I'm launching a cooperative group grid using numba CUDA, and am getting
numba.cuda.cudadrv.driver.CudaAPIError: [720] Call to cuLaunchCooperativeKernel results in CUDA_ERROR_COOPERATIVE_LAUNCH_TOO_LARGE
I'm wondering how to debug this. The code is just a unit test, with a grid of one (1x1) 32x32 block (which I get a warning for being too small). I have gotten this error in the past by stepping outside of array bounds, but I have eliminated that possibility in this case. It is during an array access that I get the error - if I comment out the access, I don't get it.
The code runs well in CUDASIM & everything is in-bounds.
It is unfortunately too complex (and proprietary) for me to paste as a whole. I am looking for a good debugging strategy first of all - and/or other things to check. (I will try to concoct a simpler example as well.)

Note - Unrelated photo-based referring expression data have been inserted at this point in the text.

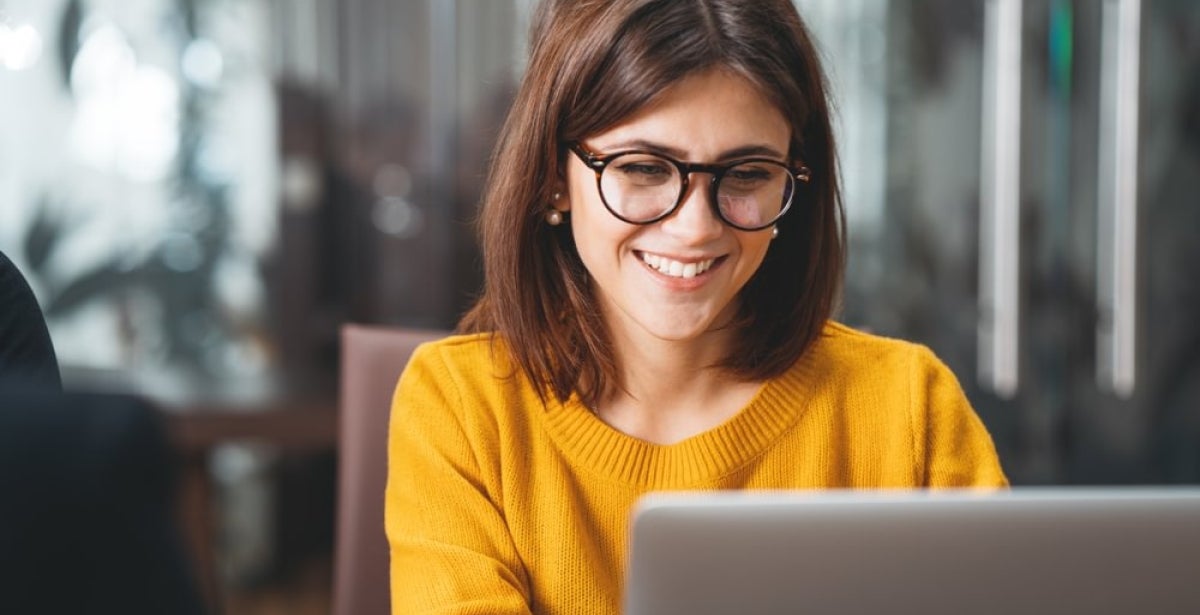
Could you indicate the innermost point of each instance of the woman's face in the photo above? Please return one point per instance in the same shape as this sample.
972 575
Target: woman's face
678 278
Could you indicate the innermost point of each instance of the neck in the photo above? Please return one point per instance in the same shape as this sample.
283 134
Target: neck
671 390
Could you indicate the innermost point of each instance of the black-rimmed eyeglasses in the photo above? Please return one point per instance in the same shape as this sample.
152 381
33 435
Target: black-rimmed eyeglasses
641 187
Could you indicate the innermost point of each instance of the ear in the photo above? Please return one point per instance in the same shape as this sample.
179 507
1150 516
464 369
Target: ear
561 199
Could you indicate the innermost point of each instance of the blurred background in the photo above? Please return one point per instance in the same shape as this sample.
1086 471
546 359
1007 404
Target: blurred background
202 191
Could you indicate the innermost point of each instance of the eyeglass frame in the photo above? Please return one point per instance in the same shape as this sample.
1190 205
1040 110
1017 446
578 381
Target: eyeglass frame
599 162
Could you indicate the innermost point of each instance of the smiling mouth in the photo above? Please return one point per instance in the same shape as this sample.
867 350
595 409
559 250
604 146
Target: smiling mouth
676 268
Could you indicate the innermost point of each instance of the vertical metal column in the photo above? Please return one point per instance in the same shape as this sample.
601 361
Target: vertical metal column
1000 198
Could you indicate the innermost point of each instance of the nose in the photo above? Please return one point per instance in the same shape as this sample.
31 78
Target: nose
695 220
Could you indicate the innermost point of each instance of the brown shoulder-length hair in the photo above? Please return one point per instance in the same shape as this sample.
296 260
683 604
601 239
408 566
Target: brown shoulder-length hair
592 65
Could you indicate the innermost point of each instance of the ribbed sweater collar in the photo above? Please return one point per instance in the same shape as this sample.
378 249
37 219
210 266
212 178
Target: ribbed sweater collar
593 446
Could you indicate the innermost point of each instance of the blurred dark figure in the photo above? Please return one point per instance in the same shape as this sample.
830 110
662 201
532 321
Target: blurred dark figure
87 487
27 354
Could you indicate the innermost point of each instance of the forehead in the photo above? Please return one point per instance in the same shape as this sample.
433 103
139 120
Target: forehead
702 117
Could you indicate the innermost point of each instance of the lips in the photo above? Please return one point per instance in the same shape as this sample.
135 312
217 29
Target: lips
673 268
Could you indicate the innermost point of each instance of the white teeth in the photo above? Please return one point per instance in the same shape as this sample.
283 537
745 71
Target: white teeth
676 268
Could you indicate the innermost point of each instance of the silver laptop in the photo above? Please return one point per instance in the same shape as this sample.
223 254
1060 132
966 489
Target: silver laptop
1023 551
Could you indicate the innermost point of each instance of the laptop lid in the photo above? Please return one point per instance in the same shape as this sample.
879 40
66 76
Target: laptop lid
1027 550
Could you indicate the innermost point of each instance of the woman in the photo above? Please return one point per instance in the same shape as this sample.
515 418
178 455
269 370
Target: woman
663 248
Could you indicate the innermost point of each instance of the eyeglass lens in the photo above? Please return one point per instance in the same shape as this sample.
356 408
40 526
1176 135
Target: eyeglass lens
641 187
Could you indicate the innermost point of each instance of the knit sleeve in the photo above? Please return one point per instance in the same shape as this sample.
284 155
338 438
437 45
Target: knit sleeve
957 449
451 551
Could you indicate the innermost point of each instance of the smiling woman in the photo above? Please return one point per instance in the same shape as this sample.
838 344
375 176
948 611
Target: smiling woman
663 245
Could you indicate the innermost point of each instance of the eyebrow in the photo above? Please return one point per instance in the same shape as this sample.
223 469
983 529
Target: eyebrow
736 153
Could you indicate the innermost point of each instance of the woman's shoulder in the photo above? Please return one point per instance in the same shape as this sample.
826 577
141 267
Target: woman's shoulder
465 358
845 342
853 352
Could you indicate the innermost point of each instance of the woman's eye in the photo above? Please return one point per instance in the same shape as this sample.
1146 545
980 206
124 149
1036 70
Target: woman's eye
749 174
645 169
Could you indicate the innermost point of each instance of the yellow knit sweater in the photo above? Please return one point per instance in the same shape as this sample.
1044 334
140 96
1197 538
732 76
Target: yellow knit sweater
497 505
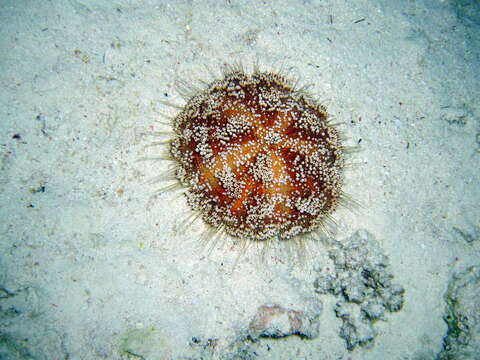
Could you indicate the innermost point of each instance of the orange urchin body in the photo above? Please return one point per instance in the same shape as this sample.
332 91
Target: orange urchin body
259 158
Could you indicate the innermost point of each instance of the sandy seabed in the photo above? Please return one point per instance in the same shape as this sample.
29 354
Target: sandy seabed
94 264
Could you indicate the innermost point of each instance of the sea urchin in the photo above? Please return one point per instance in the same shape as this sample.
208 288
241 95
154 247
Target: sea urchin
258 157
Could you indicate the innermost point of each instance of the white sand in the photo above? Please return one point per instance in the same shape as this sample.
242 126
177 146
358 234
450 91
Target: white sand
92 265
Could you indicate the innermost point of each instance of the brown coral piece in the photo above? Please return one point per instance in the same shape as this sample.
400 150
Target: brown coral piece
276 321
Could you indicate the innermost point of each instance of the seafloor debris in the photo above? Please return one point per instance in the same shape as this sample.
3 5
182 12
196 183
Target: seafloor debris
462 341
275 321
360 278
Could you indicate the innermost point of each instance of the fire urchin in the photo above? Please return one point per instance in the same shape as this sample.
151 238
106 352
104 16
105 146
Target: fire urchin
259 158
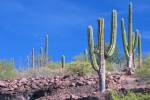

[What I think may be happening is that the cooperative group code, which is relatively new in numba, is catching an error it shouldn't be catching....]
UPDATE
In fact, since I only have one block in this trivial example, I don't need to have a cooperative group at all. I've commented out the cooperative group code, and have the following case, which hangs:
@cuda.jit(device=True)
def infer(
minibatch: MiniBatchState,
config: "TrainingConfig",
model: "ModelData",
train: "TrainingState",
) -> None:
i_off_sample: int
i_off_edge: int
i_off_sample, i_off_edge = cuda.grid(2) # type: ignore
i_sample = minibatch.i_start_sample + i_off_sample
n_samples = train.data.features.shape[0]
# g: cuda.cg.GridGroup = cuda.cg.this_grid() # type: ignore
if (
i_sample >= n_samples
or i_off_sample > config.minibatch_size
or i_off_edge >= config.model_width
):
for i_level in range(model.n_levels):
# g.sync()
# g.sync()
cuda.syncthreads()
cuda.syncthreads()
return
else:
for i_level in range(model.n_levels):
# g.sync()
# g.sync()
cuda.syncthreads()
cuda.syncthreads()
return
The arguments are all named tuples or arrays. This hangs. However, If I make the if contain a "True", then it doesn't hang! Am I misunderstanding synchronization? I thought each thread must synchronize the same # of times, not that each thread must synchronize using exactly the same line of code!?